While the initial risk with a spec home is taken on by the builder, the risk does pass on to the buyer, like it does in all real estate transactions.
Varas says buyers should know that spec home builders might attempt to control costs by going all-in on visible features — like high-end kitchen finishes and appliances — while cutting back on hidden features, like HVAC systems and even closets.
“Look for the brand and efficiency of the home’s air conditioning or heating system and the voltage on lights and audio visual equipment,” Varas says. “I always recommend our clients have their audio visual vendor do a site visit prior to closing so that they can plan the necessary upgrades to the basic pre-wiring many spec homes include.”

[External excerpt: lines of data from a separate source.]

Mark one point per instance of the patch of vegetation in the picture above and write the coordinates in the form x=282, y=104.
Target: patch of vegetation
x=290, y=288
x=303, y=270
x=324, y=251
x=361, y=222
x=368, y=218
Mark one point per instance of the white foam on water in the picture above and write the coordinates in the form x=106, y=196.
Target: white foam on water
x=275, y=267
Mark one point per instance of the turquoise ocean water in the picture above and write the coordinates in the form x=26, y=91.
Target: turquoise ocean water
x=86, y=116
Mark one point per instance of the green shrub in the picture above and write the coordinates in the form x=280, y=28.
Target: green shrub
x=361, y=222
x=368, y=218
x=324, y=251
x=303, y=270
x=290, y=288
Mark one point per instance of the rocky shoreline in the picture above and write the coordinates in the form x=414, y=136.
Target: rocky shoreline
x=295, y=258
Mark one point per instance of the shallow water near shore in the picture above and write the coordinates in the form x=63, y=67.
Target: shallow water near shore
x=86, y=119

Spec homes vs. custom homes
With all this discussion about how spec homes can be super expensive, it’s important to note that a custom home can be even more expensive. Varas says with a custom home, the buyer is on the hook for everything, from purchasing the land itself to hiring the architect to covering all construction costs. Still, many people find that the end result is worth it and they have, indeed, built the home of their dreams.
A spec home, on the other hand, saves both time and money in that someone else has shouldered the burden of making all those decisions and initially footing the bill. Varas says that when a buyer purchases a spec house still under construction, they are usually able to choose their custom features so that the home is eventually completed the way they prefer.
“Every buyer’s personal budget will determine the level and caliber of customization possible,” he explains. “Consulting with a professional designer is a smart investment for buyers to understand how realistic the look they envision is.”